The global wheat market is poised for a year of relative stability in production, but with notable shifts in trade dynamics and policy interventions, according to the latest data from the Agricultural Market Information System (AMIS). As we move into the 2024/25 season, the interplay of weather conditions, geopolitical factors, and regulatory changes continues to shape the supply-demand balance for one of the world’s most critical staple crops.

 

Production Trends: A Mixed Picture

 

Global wheat production for 2024 is expected to remain close to the previous season’s levels, as highlighted in the AMIS February report. While output is set to increase in key producing countries such as Australia, Kazakhstan, and the United States, these gains are likely to be offset by declines in the European Union (EU) and the Russian Federation. The EU and Russia, two of the world’s largest wheat exporters, are grappling with challenges such as developmental delays in winter wheat due to unfavorable autumn conditions and the risk of winterkill caused by above-average temperatures.

 

In the EU, winter wheat conditions are generally favorable, though Eastern Europe and the Black Sea region face persistent delays. Similarly, in the Russian Federation, dry sowing conditions in the fall and the threat of winterkill are raising concerns. Ukraine, another major exporter, is contending with long-term dryness in its southern and central regions, further complicating the outlook. Meanwhile, Kazakhstan’s winter wheat remains in dormancy under favorable conditions, and China reports favorable conditions for its winter wheat crop.

 

In North America, the United States and Canada present a mixed scenario. The U.S. winter wheat crop is in dormancy under generally favorable conditions, while Canada’s Prairies region is under watch due to a reduced snowpack and low temperatures.

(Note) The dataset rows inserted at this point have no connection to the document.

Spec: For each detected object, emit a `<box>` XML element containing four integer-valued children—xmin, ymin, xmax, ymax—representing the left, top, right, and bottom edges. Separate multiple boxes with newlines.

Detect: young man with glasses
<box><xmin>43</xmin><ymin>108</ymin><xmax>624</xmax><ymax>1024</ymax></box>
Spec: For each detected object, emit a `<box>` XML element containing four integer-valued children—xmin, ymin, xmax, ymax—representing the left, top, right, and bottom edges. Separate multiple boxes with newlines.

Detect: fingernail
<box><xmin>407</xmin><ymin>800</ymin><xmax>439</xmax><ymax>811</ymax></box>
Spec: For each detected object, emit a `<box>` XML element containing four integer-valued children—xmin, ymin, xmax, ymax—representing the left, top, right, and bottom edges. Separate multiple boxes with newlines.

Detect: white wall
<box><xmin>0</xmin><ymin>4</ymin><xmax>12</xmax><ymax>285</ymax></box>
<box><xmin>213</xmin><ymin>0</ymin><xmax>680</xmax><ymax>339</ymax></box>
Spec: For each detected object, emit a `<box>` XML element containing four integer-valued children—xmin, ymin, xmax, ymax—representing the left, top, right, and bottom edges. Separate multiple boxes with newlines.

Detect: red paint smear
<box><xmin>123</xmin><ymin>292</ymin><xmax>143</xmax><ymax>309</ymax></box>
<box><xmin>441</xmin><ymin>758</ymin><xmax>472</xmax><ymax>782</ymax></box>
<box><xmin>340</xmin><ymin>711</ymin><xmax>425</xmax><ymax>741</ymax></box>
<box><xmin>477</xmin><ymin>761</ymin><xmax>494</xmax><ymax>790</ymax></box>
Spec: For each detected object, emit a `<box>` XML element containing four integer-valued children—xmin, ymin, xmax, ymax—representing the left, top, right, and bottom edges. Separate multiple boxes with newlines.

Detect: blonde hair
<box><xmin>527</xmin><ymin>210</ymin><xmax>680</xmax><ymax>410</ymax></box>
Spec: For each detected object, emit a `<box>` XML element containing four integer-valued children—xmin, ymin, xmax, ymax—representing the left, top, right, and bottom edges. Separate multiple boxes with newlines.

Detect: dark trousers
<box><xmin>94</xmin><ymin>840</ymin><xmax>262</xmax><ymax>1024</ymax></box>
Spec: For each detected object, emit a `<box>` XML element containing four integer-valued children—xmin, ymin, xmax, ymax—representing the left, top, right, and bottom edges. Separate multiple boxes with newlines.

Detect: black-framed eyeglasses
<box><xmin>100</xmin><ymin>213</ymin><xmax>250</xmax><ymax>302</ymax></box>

India, on the other hand, is wrapping up its wheat sowing under favorable conditions, with an increase in the total sown area compared to the previous year.

 

Trade Dynamics: A Shift in Global Flows

 

The AMIS report indicates that global wheat trade in 2024/25 (July/June) is expected to decline more than previously anticipated. This revision is largely driven by a month-on-month reduction in China’s imports and lower exports from the EU and the Russian Federation. Tighter supplies, a slower pace of sales, and the imposition of an export quota in Russia are key factors contributing to this trend.

 

China’s reduced import demand is particularly significant, given its role as one of the world’s largest wheat consumers. The decline in exports from the EU and Russia, two of the top global suppliers, is likely to tighten global wheat availability, putting upward pressure on prices. As a result, global wheat stocks ending in 2025 are projected to contract by 2.9 percent below opening levels, with the largest declines expected in the EU and the Russian Federation.

 

Policy Developments: Shaping Market Dynamics

 

Policy changes are playing a critical role in shaping the wheat market landscape. In December 2023, Egypt announced a significant shift in its wheat import responsibilities, transferring authority from the General Authority for Supply Commodities (GASC) to the Mostakbal Misr Agency for Sustainable Development of the Egyptian Air Forces. This move could have implications for Egypt’s wheat procurement strategies and its role in the global market.

 

India, another major player in the wheat market, has implemented stricter stock limits for traders, wholesalers, retailers, and processors. The new regulations, announced on 11 December, reduce the maximum permitted wheat stock limits by 50 percent for traders and wholesalers and impose similar restrictions on retailers and processors. These measures are aimed at ensuring domestic food security but could limit India’s ability to participate in global wheat trade.

 

On a more positive note, Türkiye has eased its rules governing wheat imports for flour production. Starting 1 January 2024, buyers are allowed to import 25 percent of their purchases, up from the previous limit of 15 percent. This change is expected to provide some relief to domestic flour producers and could stimulate trade activity.

 

Kazakhstan’s wheat import ban, initially imposed in April 2023, expired on 1 January 2024. The ban had been extended multiple times, reflecting the country’s efforts to balance domestic supply and demand. Its expiration could open up new trade opportunities in the region.

 

Finally, India’s decision to authorize the export of 200,000 tonnes of wheat to Nepal marks a significant policy shift. This move, announced on 4 January 2024, comes after India imposed a wheat export ban in May 2022. While the volume is relatively small, it signals a potential easing of India’s restrictive trade policies, which could have broader implications for global wheat markets.

 

Conclusion: Navigating a Complex Landscape

 

The global wheat market in 2024/25 is characterized by a delicate balance between production stability and shifting trade dynamics. While favorable conditions in some regions are expected to bolster output, challenges in key exporting countries like the EU, Russia, and Ukraine could tighten global supplies. Policy developments, from stock limits in India to import rule changes in Türkiye, add another layer of complexity to the market outlook.

 

As highlighted in the AMIS February report, stakeholders in the wheat market must remain vigilant in monitoring these developments. The interplay of weather, trade policies, and geopolitical factors will continue to shape the supply-demand balance, with implications for prices, food security, and global trade flows. In this context, the role of AMIS in providing timely and accurate market information remains indispensable for policymakers, traders, and producers navigating this complex landscape.